Sept 22, 2023
Perspective by Luke Hilgemann
As Wisconsin considers adopting ranked choice voting (RCV), it is crucial to examine the potential pitfalls of this system. While proponents argue that RCV promotes diversity and eliminates the “waste” of votes on third-party candidates, the experiences of Alaska, San Francisco, and Oakland suggest otherwise. Instead, RCV has eroded voter confidence, skewed election results, and pushed the political landscape further towards liberal progressivism, undermining the principles of freedom and democracy.
In Alaska, the introduction of RCV in 2020 has led to widespread confusion and disillusionment among voters. The complexity of the system, which requires voters to rank candidates in order of preference, has proven to be a significant barrier to participation. Many Alaskans have expressed frustration at the lack of clarity in the voting process, leading to a decline in voter confidence. This is not the hallmark of a robust democratic system, which should strive for simplicity and accessibility to ensure every citizen can participate fully and confidently.
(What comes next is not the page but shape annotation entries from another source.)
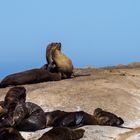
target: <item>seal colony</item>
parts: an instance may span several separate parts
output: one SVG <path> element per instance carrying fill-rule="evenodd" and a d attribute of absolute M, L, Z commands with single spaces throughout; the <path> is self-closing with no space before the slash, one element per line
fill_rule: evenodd
<path fill-rule="evenodd" d="M 61 110 L 44 112 L 39 105 L 26 102 L 26 89 L 17 85 L 76 77 L 72 61 L 61 52 L 61 43 L 47 46 L 46 61 L 41 68 L 11 74 L 1 81 L 0 88 L 15 87 L 7 92 L 4 101 L 0 101 L 0 140 L 24 140 L 19 131 L 34 132 L 47 127 L 53 128 L 38 140 L 77 140 L 85 132 L 77 128 L 85 125 L 122 127 L 124 121 L 121 117 L 101 108 L 95 109 L 93 114 Z"/>
<path fill-rule="evenodd" d="M 65 112 L 54 110 L 44 112 L 35 103 L 26 102 L 26 89 L 13 87 L 7 92 L 4 101 L 0 102 L 0 136 L 7 140 L 22 140 L 18 131 L 34 132 L 53 127 L 39 140 L 76 140 L 84 135 L 84 125 L 121 126 L 124 121 L 117 115 L 101 108 L 94 110 L 93 115 L 84 111 Z M 14 139 L 11 139 L 13 135 Z"/>

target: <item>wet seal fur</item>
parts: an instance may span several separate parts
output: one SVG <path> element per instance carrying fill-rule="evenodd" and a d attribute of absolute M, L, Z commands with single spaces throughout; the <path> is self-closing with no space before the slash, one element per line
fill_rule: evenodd
<path fill-rule="evenodd" d="M 124 123 L 123 119 L 117 115 L 104 111 L 101 108 L 94 110 L 94 117 L 98 125 L 120 126 Z"/>
<path fill-rule="evenodd" d="M 36 131 L 46 128 L 46 116 L 37 104 L 26 101 L 24 87 L 11 88 L 4 99 L 8 112 L 0 127 L 14 127 L 19 131 Z"/>
<path fill-rule="evenodd" d="M 78 140 L 83 137 L 84 132 L 84 129 L 53 128 L 38 140 Z"/>
<path fill-rule="evenodd" d="M 25 140 L 14 128 L 0 128 L 0 140 Z"/>
<path fill-rule="evenodd" d="M 84 111 L 65 112 L 56 110 L 45 114 L 47 126 L 78 128 L 84 125 L 97 125 L 94 116 Z"/>
<path fill-rule="evenodd" d="M 48 62 L 47 69 L 49 71 L 51 71 L 51 69 L 55 67 L 54 61 L 52 59 L 52 51 L 55 49 L 61 51 L 61 43 L 53 42 L 53 43 L 50 43 L 46 48 L 46 60 Z"/>
<path fill-rule="evenodd" d="M 0 88 L 59 80 L 61 80 L 61 76 L 58 73 L 51 73 L 45 69 L 32 69 L 6 76 L 1 81 Z"/>
<path fill-rule="evenodd" d="M 72 61 L 63 54 L 60 50 L 54 49 L 52 51 L 52 59 L 56 65 L 56 69 L 63 79 L 70 78 L 73 74 L 73 64 Z"/>

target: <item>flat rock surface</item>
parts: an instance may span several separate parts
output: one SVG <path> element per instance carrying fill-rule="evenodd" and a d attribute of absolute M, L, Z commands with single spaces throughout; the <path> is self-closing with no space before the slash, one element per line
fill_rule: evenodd
<path fill-rule="evenodd" d="M 94 109 L 100 107 L 122 117 L 123 126 L 135 128 L 85 126 L 82 140 L 140 140 L 140 68 L 85 68 L 75 69 L 74 73 L 90 75 L 24 85 L 27 101 L 40 105 L 44 111 L 83 110 L 93 114 Z M 0 100 L 9 88 L 0 89 Z M 21 133 L 26 140 L 37 140 L 46 131 L 48 128 Z"/>

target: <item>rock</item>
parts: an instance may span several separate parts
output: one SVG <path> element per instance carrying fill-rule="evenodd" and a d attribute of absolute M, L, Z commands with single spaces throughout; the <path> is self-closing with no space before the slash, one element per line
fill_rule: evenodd
<path fill-rule="evenodd" d="M 115 113 L 125 121 L 123 126 L 140 127 L 140 69 L 110 68 L 76 69 L 76 74 L 89 73 L 90 76 L 80 76 L 54 82 L 24 85 L 27 89 L 27 101 L 40 105 L 45 111 L 56 109 L 64 111 L 84 110 L 90 114 L 97 107 Z M 115 74 L 114 74 L 115 73 Z M 121 76 L 121 73 L 125 75 Z M 132 76 L 135 75 L 135 76 Z M 0 89 L 0 99 L 3 100 L 10 87 Z M 132 131 L 109 126 L 85 126 L 86 132 L 82 140 L 119 140 L 122 133 Z M 22 132 L 27 139 L 36 140 L 47 129 L 35 133 Z M 134 130 L 135 131 L 135 130 Z M 140 132 L 138 129 L 137 132 Z M 138 133 L 132 133 L 136 137 Z M 27 136 L 28 135 L 28 136 Z M 131 139 L 130 139 L 131 140 Z"/>

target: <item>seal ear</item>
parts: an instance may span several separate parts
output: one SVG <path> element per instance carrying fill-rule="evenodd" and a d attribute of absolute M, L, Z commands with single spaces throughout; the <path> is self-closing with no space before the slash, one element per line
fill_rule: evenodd
<path fill-rule="evenodd" d="M 2 106 L 0 106 L 0 116 L 4 113 L 7 112 L 7 109 L 6 108 L 3 108 Z"/>

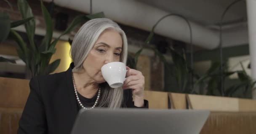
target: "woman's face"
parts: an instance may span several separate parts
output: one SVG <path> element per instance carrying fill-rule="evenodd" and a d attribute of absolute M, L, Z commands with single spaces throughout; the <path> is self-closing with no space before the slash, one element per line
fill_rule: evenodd
<path fill-rule="evenodd" d="M 98 83 L 105 82 L 101 67 L 109 62 L 120 61 L 122 46 L 123 40 L 119 33 L 111 29 L 105 30 L 83 62 L 85 73 Z"/>

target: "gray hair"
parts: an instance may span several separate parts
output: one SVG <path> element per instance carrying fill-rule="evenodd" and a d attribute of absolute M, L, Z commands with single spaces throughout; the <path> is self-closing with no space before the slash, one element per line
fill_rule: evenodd
<path fill-rule="evenodd" d="M 120 62 L 126 64 L 128 45 L 125 32 L 117 23 L 109 19 L 96 18 L 84 24 L 74 38 L 70 49 L 71 57 L 75 66 L 73 72 L 79 72 L 83 69 L 83 63 L 99 36 L 105 30 L 109 28 L 118 32 L 122 37 L 123 46 Z M 100 86 L 102 96 L 98 106 L 108 107 L 111 108 L 121 107 L 123 100 L 123 90 L 122 88 L 111 88 L 106 83 L 100 84 Z"/>

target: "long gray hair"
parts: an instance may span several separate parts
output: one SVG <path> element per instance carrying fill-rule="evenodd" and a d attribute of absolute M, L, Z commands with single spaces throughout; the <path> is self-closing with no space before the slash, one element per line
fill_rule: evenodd
<path fill-rule="evenodd" d="M 93 47 L 99 36 L 105 30 L 111 28 L 118 32 L 122 36 L 123 46 L 120 62 L 126 64 L 128 45 L 126 36 L 117 23 L 106 18 L 91 20 L 81 27 L 75 36 L 70 53 L 75 64 L 73 72 L 79 72 L 83 69 L 83 64 Z M 111 88 L 106 82 L 100 84 L 102 96 L 98 106 L 111 108 L 120 108 L 123 100 L 122 88 Z"/>

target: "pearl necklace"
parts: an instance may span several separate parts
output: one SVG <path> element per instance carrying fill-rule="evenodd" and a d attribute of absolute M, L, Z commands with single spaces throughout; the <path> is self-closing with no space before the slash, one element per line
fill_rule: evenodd
<path fill-rule="evenodd" d="M 93 105 L 93 106 L 92 107 L 91 107 L 90 108 L 85 108 L 85 106 L 84 106 L 83 105 L 83 104 L 82 104 L 82 103 L 81 102 L 81 101 L 80 101 L 80 99 L 79 99 L 79 97 L 78 97 L 78 95 L 77 94 L 77 88 L 75 85 L 75 80 L 74 79 L 74 75 L 73 75 L 73 73 L 72 73 L 72 79 L 73 79 L 73 83 L 74 84 L 74 88 L 75 89 L 75 94 L 76 97 L 77 97 L 77 102 L 80 105 L 80 106 L 81 106 L 82 108 L 85 109 L 86 109 L 86 110 L 91 109 L 94 108 L 95 107 L 95 106 L 96 106 L 96 105 L 97 104 L 97 103 L 98 103 L 98 101 L 99 100 L 99 96 L 100 95 L 101 88 L 99 88 L 99 92 L 98 93 L 98 96 L 97 96 L 97 99 L 96 99 L 96 101 L 95 101 L 95 103 L 94 103 L 94 105 Z"/>

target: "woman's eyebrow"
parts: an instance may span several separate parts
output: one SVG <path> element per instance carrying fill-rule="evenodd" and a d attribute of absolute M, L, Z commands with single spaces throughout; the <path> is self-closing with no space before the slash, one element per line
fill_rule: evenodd
<path fill-rule="evenodd" d="M 109 46 L 109 44 L 107 44 L 105 43 L 105 42 L 99 42 L 96 44 L 95 44 L 95 45 L 99 45 L 100 44 L 103 44 L 105 46 L 106 46 L 107 47 L 110 47 L 110 46 Z M 116 49 L 122 49 L 122 47 L 117 47 L 115 48 Z"/>

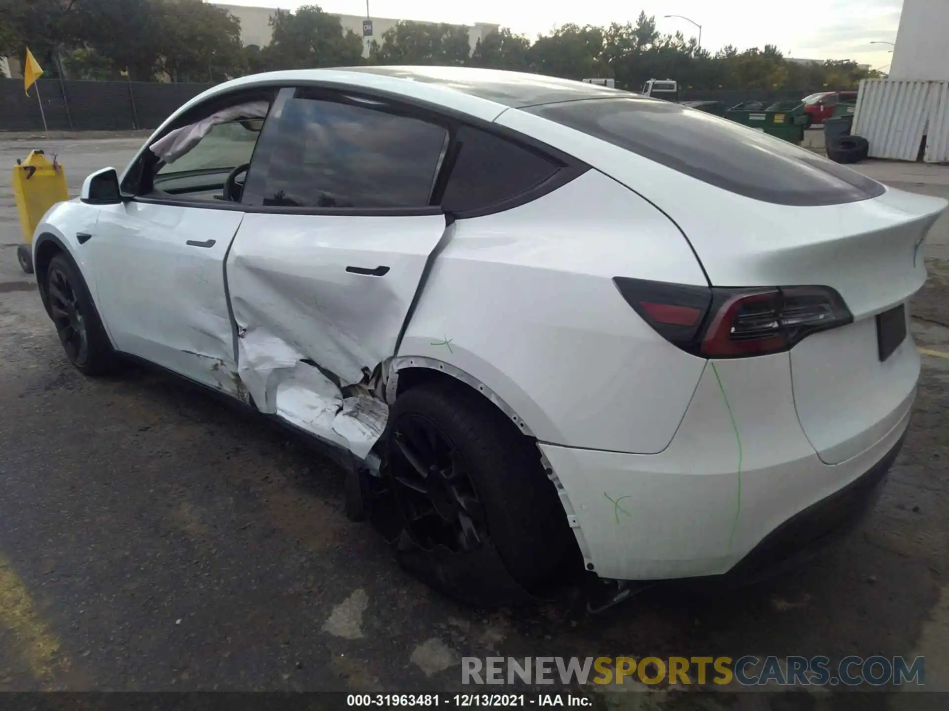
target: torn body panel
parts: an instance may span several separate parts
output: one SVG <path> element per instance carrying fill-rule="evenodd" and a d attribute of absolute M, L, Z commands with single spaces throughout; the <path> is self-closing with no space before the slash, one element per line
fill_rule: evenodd
<path fill-rule="evenodd" d="M 396 350 L 445 217 L 249 214 L 228 255 L 237 372 L 258 410 L 364 459 Z"/>

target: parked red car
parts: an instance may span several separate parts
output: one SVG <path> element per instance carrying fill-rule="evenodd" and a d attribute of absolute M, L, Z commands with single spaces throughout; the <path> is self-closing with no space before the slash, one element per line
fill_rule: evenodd
<path fill-rule="evenodd" d="M 833 116 L 840 101 L 856 101 L 856 91 L 819 91 L 804 98 L 804 111 L 808 115 L 808 128 L 814 123 L 824 123 Z"/>

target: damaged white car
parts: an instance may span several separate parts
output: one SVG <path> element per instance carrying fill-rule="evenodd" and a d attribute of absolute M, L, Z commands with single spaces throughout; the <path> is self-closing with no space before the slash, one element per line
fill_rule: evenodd
<path fill-rule="evenodd" d="M 872 502 L 945 205 L 605 87 L 307 70 L 189 101 L 34 263 L 81 371 L 137 356 L 345 452 L 432 584 L 586 572 L 609 601 L 768 569 Z"/>

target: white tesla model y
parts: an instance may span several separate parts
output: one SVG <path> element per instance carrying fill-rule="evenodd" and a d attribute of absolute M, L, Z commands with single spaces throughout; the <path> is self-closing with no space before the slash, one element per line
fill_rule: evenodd
<path fill-rule="evenodd" d="M 635 94 L 363 67 L 205 92 L 33 244 L 82 372 L 135 356 L 344 452 L 405 565 L 493 604 L 846 528 L 945 206 Z"/>

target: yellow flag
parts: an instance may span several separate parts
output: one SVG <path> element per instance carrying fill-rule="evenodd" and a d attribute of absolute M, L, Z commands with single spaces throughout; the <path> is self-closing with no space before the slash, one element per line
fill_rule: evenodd
<path fill-rule="evenodd" d="M 27 49 L 27 62 L 23 67 L 23 82 L 26 85 L 25 91 L 29 94 L 29 87 L 36 83 L 36 80 L 43 76 L 43 67 L 36 61 L 33 53 Z"/>

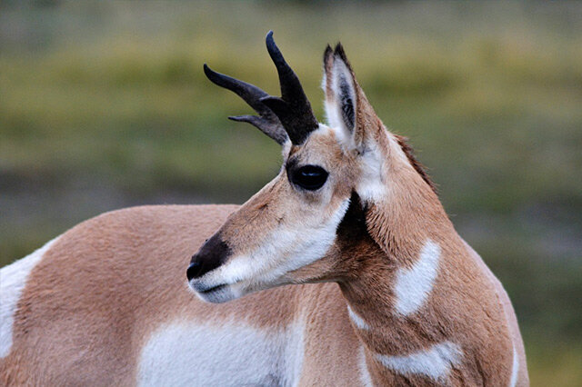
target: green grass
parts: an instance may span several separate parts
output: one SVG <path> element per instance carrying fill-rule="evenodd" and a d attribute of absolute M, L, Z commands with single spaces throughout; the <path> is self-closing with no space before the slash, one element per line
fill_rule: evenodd
<path fill-rule="evenodd" d="M 581 16 L 574 3 L 0 5 L 0 265 L 103 211 L 242 203 L 279 149 L 226 120 L 250 108 L 202 64 L 276 94 L 274 29 L 323 119 L 321 55 L 341 39 L 506 284 L 532 383 L 580 385 Z"/>

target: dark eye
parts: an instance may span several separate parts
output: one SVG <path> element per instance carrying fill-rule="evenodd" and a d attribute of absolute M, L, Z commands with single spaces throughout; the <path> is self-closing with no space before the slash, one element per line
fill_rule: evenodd
<path fill-rule="evenodd" d="M 315 191 L 326 183 L 327 174 L 327 171 L 320 166 L 306 165 L 293 171 L 291 182 L 306 190 Z"/>

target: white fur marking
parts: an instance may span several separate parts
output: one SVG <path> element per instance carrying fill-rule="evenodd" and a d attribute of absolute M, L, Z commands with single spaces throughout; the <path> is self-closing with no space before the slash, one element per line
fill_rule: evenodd
<path fill-rule="evenodd" d="M 395 309 L 398 313 L 413 313 L 424 304 L 438 274 L 439 259 L 440 246 L 428 240 L 418 261 L 409 269 L 398 270 L 395 286 Z"/>
<path fill-rule="evenodd" d="M 15 313 L 26 279 L 57 239 L 53 239 L 31 254 L 0 270 L 0 358 L 10 353 Z"/>
<path fill-rule="evenodd" d="M 519 359 L 517 358 L 517 351 L 516 347 L 513 347 L 513 365 L 511 366 L 511 381 L 509 382 L 510 387 L 515 387 L 517 384 L 517 373 L 519 372 Z"/>
<path fill-rule="evenodd" d="M 462 354 L 458 345 L 445 342 L 433 345 L 426 351 L 407 356 L 386 356 L 376 358 L 385 366 L 401 374 L 420 374 L 434 381 L 443 382 L 453 365 L 457 364 Z"/>
<path fill-rule="evenodd" d="M 242 322 L 174 322 L 142 350 L 140 386 L 296 385 L 303 364 L 303 324 L 272 331 Z"/>
<path fill-rule="evenodd" d="M 357 365 L 360 369 L 360 382 L 362 382 L 364 387 L 374 387 L 372 376 L 370 375 L 367 364 L 366 363 L 366 352 L 364 351 L 364 347 L 360 346 L 360 351 L 357 354 Z"/>
<path fill-rule="evenodd" d="M 352 320 L 352 322 L 356 324 L 356 327 L 358 327 L 359 329 L 363 329 L 365 331 L 370 329 L 370 327 L 364 321 L 364 319 L 358 316 L 349 305 L 347 305 L 347 313 L 349 314 L 349 318 Z"/>
<path fill-rule="evenodd" d="M 265 238 L 258 248 L 190 282 L 194 289 L 227 284 L 220 293 L 197 293 L 204 301 L 221 303 L 252 292 L 286 283 L 285 274 L 312 263 L 326 255 L 336 240 L 337 225 L 344 218 L 349 199 L 342 203 L 323 223 L 294 225 L 278 229 Z"/>

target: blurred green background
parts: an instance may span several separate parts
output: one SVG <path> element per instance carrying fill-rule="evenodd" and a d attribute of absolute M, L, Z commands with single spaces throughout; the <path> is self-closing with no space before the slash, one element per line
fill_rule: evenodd
<path fill-rule="evenodd" d="M 533 385 L 582 385 L 582 3 L 0 2 L 0 266 L 104 211 L 243 203 L 279 147 L 207 62 L 323 119 L 344 44 L 459 233 L 506 285 Z"/>

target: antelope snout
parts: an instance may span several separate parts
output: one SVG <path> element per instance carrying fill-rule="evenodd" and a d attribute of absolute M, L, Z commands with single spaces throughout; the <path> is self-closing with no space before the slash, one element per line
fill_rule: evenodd
<path fill-rule="evenodd" d="M 195 278 L 200 278 L 223 264 L 230 253 L 230 247 L 222 240 L 220 233 L 215 233 L 192 256 L 190 265 L 186 270 L 188 282 Z"/>

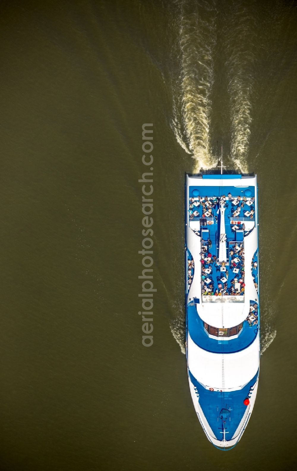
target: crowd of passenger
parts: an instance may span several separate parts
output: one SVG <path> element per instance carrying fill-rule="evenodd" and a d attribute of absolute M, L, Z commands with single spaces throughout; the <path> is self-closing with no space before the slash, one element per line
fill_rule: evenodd
<path fill-rule="evenodd" d="M 190 252 L 188 252 L 188 291 L 190 289 L 194 276 L 194 260 Z"/>
<path fill-rule="evenodd" d="M 224 195 L 220 198 L 217 196 L 190 197 L 189 206 L 190 219 L 195 218 L 212 217 L 214 216 L 214 209 L 217 206 L 218 208 L 220 200 L 225 203 L 227 208 L 231 209 L 231 217 L 245 217 L 250 219 L 255 218 L 254 196 L 250 198 L 247 198 L 246 196 L 233 197 L 229 193 L 227 198 Z"/>
<path fill-rule="evenodd" d="M 258 325 L 258 305 L 254 301 L 250 303 L 249 312 L 246 320 L 248 321 L 250 325 Z"/>
<path fill-rule="evenodd" d="M 208 240 L 206 245 L 202 245 L 200 252 L 202 294 L 204 296 L 243 296 L 245 286 L 243 244 L 235 242 L 231 245 L 228 265 L 224 261 L 218 262 L 216 256 L 209 252 L 211 248 L 211 242 Z M 220 274 L 218 276 L 216 274 L 216 283 L 214 282 L 213 278 L 214 269 L 216 273 L 218 272 Z M 232 273 L 230 276 L 229 271 Z"/>
<path fill-rule="evenodd" d="M 211 218 L 214 210 L 218 204 L 219 199 L 216 196 L 198 196 L 190 199 L 190 218 Z"/>
<path fill-rule="evenodd" d="M 228 193 L 229 201 L 231 203 L 231 216 L 232 218 L 245 216 L 253 219 L 255 217 L 255 197 L 247 198 L 246 196 L 235 196 L 233 198 L 231 193 Z M 241 210 L 242 214 L 241 214 Z"/>
<path fill-rule="evenodd" d="M 252 276 L 253 276 L 253 280 L 254 281 L 254 284 L 255 285 L 255 287 L 256 289 L 257 292 L 258 292 L 258 256 L 257 252 L 255 252 L 254 257 L 252 260 Z"/>

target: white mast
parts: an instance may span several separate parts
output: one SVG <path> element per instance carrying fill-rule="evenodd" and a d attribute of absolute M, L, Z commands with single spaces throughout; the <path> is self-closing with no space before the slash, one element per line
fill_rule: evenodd
<path fill-rule="evenodd" d="M 223 175 L 223 169 L 226 168 L 226 165 L 223 165 L 223 146 L 221 146 L 221 150 L 222 151 L 222 154 L 221 155 L 221 165 L 218 165 L 218 167 L 221 167 L 221 175 Z"/>

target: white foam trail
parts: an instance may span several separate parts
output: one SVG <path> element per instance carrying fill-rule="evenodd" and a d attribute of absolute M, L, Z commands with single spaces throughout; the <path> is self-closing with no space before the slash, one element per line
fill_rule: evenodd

San Francisco’s experience with RCV has been similarly problematic. Since its implementation in 2004, RCV has consistently produced results that do not reflect the will of the majority. In several instances, candidates who did not receive the most first-choice votes ended up winning elections, leading to questions about the legitimacy of the outcomes. This has not only eroded voter confidence but also pushed the city’s politics further towards the left, as RCV tends to favor candidates with more extreme positions.
Oakland’s experience with RCV has been no different. The 2010 mayoral election saw Jean Quan win despite receiving fewer first-choice votes than her opponent, Don Perata. This result, a product of RCV’s redistribution of votes, left many voters feeling disenfranchised and questioning the fairness of the system. Moreover, the election’s outcome has contributed to a shift towards liberal progressivism in Oakland’s political landscape, marginalizing moderate voices.
The experiences of Alaska, San Francisco, and Oakland serve as cautionary tales for Wisconsin. RCV, while seemingly democratic in theory, has proven to be confusing, divisive, and conducive to political extremism in practice. It undermines the principle of majority rule, a cornerstone of our democratic system, and pushes politics towards the fringes, away from the moderate center where most Americans find themselves.
Wisconsin should think twice before adopting a system that has eroded voter confidence and skewed political landscapes elsewhere. Instead, we should strive to uphold the principles of freedom and democracy that our nation was built upon, ensuring that every vote counts and that the will of the majority prevails.